Hacker News new | ask | show | jobs
by kloch 813 days ago
> 10+ bits. Jpegli can be encoded with 10+ bits per component.

If you are making a new image/video codec in 2024 please don't just give us 2 measly extra bits of DR. Support up to 16 bit unsigned integer and floating point options. Sheesh.

4 comments

We insert/extract about 2.5 bits more info from the 8 bit jpegs, leading to about 10.5 bits of precision. There is quite some handwaving necessary here. Basically it comes down to coefficient distributions where the distributions have very high probabilities around zeros. Luckily, this is the case for all smooth noiseless gradients where banding could be otherwise observed.
Does the decoder have to be aware of it to properly display such an image?
To display it at all, no. To display it smoothly, yes.
From a purely theoretical viewpoint 10+ bits encoding will lead into slightly better results even if rendered using a traditional 8 bit decoder. One source of error has been removed from the pipeline.
Ideally, the decoder should be dithering, I suppose. (I know of zero JPEG decoders that do this in practice.)
Jpegli, of course, does this when you ask for 8 bit output.
Has there been any outreach to get a new HDR decoder for the extra bits into any software?

I might be wrong, but it seems like Apple is the primary game in town for supporting HDR. How do you intend to persuade Apple to upgrade their JPG decoder to support Jpegli?

p.s. keep up the great work!

I tried to reach to their devrel person Jen Simmons here: https://twitter.com/jyzg/status/1763141558042243470

I didn't follow up and I don't know if she read it or understood the proposal.

How does the data get encoded into 10.5 bits but displayable correctly by an 8 bit decoder while also potentially displaying even more accurately by a 10 bit decoder?
Through non-standard API extensions you can provide a 16 bit data buffer to jpegli.

The data is carefully encoded in the dct-coefficients. They are 12 bits so in some situations you can get even 12 bit precision. Quantization errors however sum up and worst case is about 7 bits. Luckily it occurs only in the most noisy environments and in smooth slopes we can get 10.5 bits or so.

8-bit JPEG actually uses 12-bit DCT coefficients, and traditional JPEG coders have lots of errors due to rounding to 8 bits quite often, while Jpegli always uses floating point internally.
It's not a new codec, it's a new encoder/decoder for JPEG.
I consider codec to mean a pair of encoder and decoder programs.

I don't consider it to necessarily mean a new data format.

One data format can be implemented by multiple codecs.

Semantics and nomenclature within our field is likely underdeveloped and the use of these terms varies.

This should have been in a H1 tag at the top of the page.

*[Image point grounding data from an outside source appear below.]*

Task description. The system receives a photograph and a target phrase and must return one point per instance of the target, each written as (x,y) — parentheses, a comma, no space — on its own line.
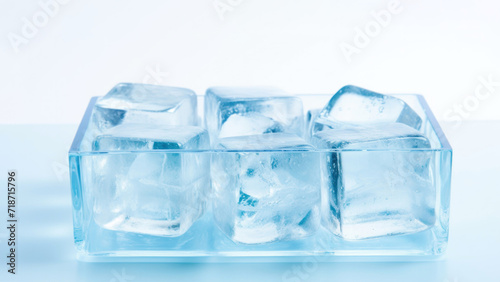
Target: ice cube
(380,184)
(262,197)
(233,111)
(144,103)
(356,105)
(152,190)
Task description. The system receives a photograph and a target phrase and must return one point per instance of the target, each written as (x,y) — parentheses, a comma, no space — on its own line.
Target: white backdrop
(56,54)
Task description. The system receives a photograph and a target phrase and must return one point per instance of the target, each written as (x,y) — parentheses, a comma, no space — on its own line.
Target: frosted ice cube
(152,192)
(262,197)
(380,184)
(144,103)
(356,105)
(233,111)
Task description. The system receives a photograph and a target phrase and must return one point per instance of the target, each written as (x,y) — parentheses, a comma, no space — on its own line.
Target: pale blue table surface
(45,239)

Had to dig into a paragraph to find out Google wasn’t about to launch another image format supported in only a scattering of apps yet served as Image Search results.
It is. (well, h3 actually)

> Introducing Jpegli: A New JPEG Coding Library

From their Github:

> Support for 16-bit unsigned and 32-bit floating point input buffers.

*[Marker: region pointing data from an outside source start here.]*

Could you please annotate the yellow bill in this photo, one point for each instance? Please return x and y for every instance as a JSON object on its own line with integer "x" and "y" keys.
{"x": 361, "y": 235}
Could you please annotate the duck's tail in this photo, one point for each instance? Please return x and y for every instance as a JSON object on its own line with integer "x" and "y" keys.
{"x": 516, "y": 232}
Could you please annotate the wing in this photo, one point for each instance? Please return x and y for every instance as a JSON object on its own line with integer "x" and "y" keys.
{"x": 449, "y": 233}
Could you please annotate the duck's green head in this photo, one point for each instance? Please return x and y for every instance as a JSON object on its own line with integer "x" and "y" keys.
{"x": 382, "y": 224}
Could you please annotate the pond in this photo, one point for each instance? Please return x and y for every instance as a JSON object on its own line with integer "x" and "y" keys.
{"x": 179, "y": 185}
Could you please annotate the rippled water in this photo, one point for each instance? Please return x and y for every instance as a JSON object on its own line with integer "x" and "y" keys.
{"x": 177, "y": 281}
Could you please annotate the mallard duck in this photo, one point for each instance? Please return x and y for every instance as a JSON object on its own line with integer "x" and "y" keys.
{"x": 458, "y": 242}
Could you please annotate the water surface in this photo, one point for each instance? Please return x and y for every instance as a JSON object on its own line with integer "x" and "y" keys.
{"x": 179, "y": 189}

"10+" means 10 bits or more.

Would not ">10" be a better way to denote that?
That means something different, but "≥10" would be better IMHO. Really there's an upper limit of 12, and 10.5 is more likely in practice: https://news.ycombinator.com/item?id=39922511
I decided to call it 10.5 bits based on rather fuzzy theoretical analysis and a small amount of practical experiments with using jpegli in HDR use where more bits is good to have. My thinking is that in the slowest smoothest gradients (where banding would otherwise be visible) it is only three quantization decisions that generate error: (0,0), (0,1) and (1, 0) coefficient. Others are close to zero. I consider these as adding stochastic variables that have uniform error. On the average they start to behave a bit like a Gaussian distribution, but each block samples those distributions 64 times so there are going to be some more and some less lucky pixels. If we consider that every block would have one maximally unlucky corner pixel which would get all three wrong.

log(4096/3)/log(2) = 10.41

So, very handwavy analysis.

Experimentally it seems to roughly hold.

Yeah, >=, my bad.
For pure viewing of non-HDR content 10 bits is good enough. Very few humans can tell the difference between adjacent shades among 1024 shades. Gradients look smooth.

16 bits is useful for image capture and manipulation. But then you should just use RAW/DNG.